Cinema Retro linked to the magazine Empire which recently ran a piece on the films Stanley Kubrick hoped to make but never did. Here are two examples:

"One-Eyed Jacks
This hoary environmental Western paired Kubrick (up-and-coming director) with Marlon Brando (fully-fledged superstar) in what should have been a match made in Hollywood heaven but, well, wasn't. In fact, to say that it was disaster would be an understatement. In 1960 Brando's clout with the studio was such that two of the cast - France Nuyen and Karl Malden - were picked without Kubrick's knowledge, in Malden's case with a whopping salary. That wasn't the only problem. "Marlon, I don't know what this picture's about," director told star during their confab at Brando's house. "I'll tell you what it's about," retorted Brando. "It's about the $300,000 that I've already paid Karl Malden." Disagreements festered until Brando schemed to have Kubrick fired and directed himself. The result was a mess Kubrick was happy to walk away from, not least because it freed him to take over when Anthony Mann was fired from Spartacus.

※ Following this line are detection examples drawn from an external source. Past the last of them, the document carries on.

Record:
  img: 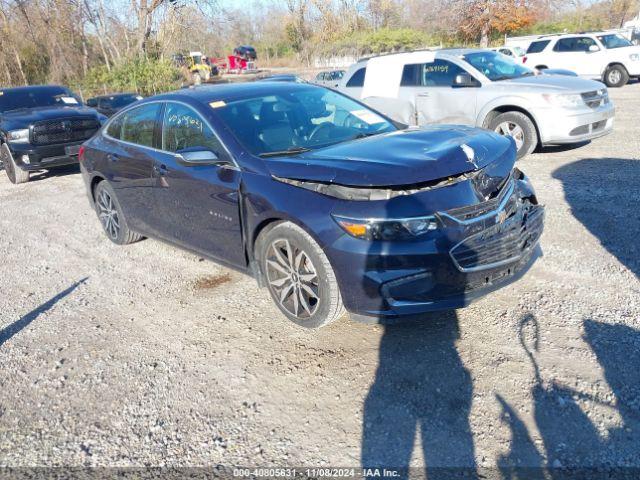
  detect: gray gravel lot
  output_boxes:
[0,82,640,477]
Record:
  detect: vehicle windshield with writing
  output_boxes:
[80,82,543,327]
[0,85,106,183]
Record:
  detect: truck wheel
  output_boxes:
[256,222,345,328]
[94,181,142,245]
[604,65,629,88]
[0,143,29,185]
[489,112,538,160]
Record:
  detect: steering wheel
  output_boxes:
[309,122,333,140]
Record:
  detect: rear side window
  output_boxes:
[346,67,367,87]
[120,103,160,147]
[422,59,462,87]
[400,63,422,87]
[527,40,551,53]
[553,37,596,52]
[162,103,224,156]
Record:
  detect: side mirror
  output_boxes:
[452,73,480,88]
[176,150,228,167]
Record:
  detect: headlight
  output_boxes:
[8,128,29,143]
[333,215,438,241]
[542,93,585,108]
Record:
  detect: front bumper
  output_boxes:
[9,142,83,171]
[325,177,544,321]
[536,102,615,145]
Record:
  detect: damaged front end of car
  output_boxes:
[260,130,544,321]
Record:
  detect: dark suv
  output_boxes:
[0,85,106,183]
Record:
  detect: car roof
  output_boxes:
[0,85,69,92]
[148,81,322,103]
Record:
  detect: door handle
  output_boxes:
[153,163,169,176]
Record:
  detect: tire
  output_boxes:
[489,112,538,160]
[94,181,143,245]
[255,222,346,328]
[603,65,629,88]
[0,143,29,185]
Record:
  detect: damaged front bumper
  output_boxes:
[326,172,544,322]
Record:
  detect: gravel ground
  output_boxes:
[0,83,640,472]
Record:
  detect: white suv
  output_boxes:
[527,32,640,87]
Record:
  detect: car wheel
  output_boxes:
[256,222,345,328]
[604,65,629,88]
[0,143,29,185]
[94,181,142,245]
[489,112,538,160]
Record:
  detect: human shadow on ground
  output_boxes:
[553,158,640,276]
[0,277,88,347]
[361,311,475,478]
[496,314,640,480]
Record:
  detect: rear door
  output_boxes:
[153,102,246,266]
[410,58,478,125]
[101,103,161,233]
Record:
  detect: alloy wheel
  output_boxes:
[609,69,622,85]
[266,239,320,319]
[97,190,120,240]
[495,122,524,150]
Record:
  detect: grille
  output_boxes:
[582,89,609,108]
[445,177,514,222]
[31,118,100,145]
[451,204,544,272]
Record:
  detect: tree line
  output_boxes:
[0,0,640,93]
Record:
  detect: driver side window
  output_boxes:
[162,102,224,156]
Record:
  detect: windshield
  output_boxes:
[463,51,534,81]
[210,87,396,155]
[0,87,80,112]
[598,34,632,49]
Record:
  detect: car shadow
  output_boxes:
[496,314,640,480]
[553,157,640,276]
[29,165,80,182]
[361,311,475,478]
[0,277,88,347]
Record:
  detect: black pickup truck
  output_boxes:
[0,85,106,183]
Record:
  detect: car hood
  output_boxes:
[265,125,515,187]
[2,106,98,127]
[494,74,604,93]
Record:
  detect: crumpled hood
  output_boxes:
[265,125,515,187]
[2,105,98,128]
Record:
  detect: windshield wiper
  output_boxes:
[258,147,311,158]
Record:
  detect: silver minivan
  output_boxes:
[338,49,615,158]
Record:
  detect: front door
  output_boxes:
[153,102,246,266]
[410,59,478,125]
[103,103,161,232]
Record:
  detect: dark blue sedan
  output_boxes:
[80,82,543,327]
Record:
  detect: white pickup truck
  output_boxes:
[527,32,640,87]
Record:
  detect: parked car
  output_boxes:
[0,85,106,184]
[313,70,345,88]
[80,82,543,327]
[86,93,142,117]
[338,49,615,158]
[527,33,640,87]
[490,45,527,63]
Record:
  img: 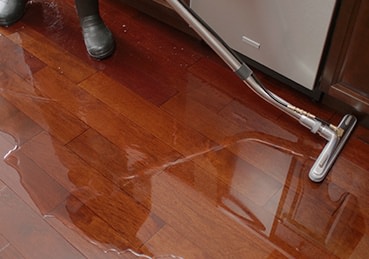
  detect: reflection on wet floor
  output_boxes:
[0,1,369,258]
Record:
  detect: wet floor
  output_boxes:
[0,1,369,258]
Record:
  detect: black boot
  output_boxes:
[75,0,115,59]
[0,0,27,26]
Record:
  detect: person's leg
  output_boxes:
[0,0,27,26]
[75,0,115,59]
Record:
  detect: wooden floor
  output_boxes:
[0,0,369,259]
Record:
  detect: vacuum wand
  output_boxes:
[166,0,357,182]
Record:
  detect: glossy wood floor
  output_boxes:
[0,0,369,259]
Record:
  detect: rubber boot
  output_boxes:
[75,0,115,59]
[0,0,27,26]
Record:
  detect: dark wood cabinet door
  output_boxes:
[320,0,369,114]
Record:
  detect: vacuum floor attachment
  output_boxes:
[167,0,357,182]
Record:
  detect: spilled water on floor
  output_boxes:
[0,20,367,258]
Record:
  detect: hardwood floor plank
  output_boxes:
[22,134,162,247]
[46,195,129,258]
[0,34,46,81]
[0,0,369,259]
[76,73,215,158]
[144,225,210,259]
[0,96,42,145]
[148,173,288,258]
[0,188,83,258]
[0,70,87,142]
[35,68,180,165]
[5,149,69,215]
[8,30,96,83]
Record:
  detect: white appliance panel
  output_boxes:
[191,0,336,90]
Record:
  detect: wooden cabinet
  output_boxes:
[320,0,369,114]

"A.I.: Artificial Intelligence
Admiration for E.T. fuelled Kubrick's interest in 'Super-Toys Last All Summer Long', a short story by British sci-fi writer Brian Aldiss that had grabbed his attention when it appeared in Harper's Bazaar. Super-Toys, a tender, Pinocchio-like tale of artificial intelligence in an overpopulated world, sent him back to his 2001 sci-fi drawing board. To forge it into a script, he enlisted the help of leading authorities on artificial intelligence, as well as 2001 novelist Arthur C. Clarke and a revolving door of British sci-fi writers who were treated to impromptu Chinese banquets at his Hertfordshire home.

All the Peking Duck in the world couldn't forge Aldiss' story into a coherent screenplay though, and the two fell out amid threats of injunctions. A.I. remained close to Kubrick's heart - it was rumoured to be on the verge of filming as late as 1995 (test footage took place in the North Sea), before he turned to Eyes Wide Shut. It was fitting that the film initially inspired by E.T. was passed on to Steven Spielberg, himself so influenced by 2001."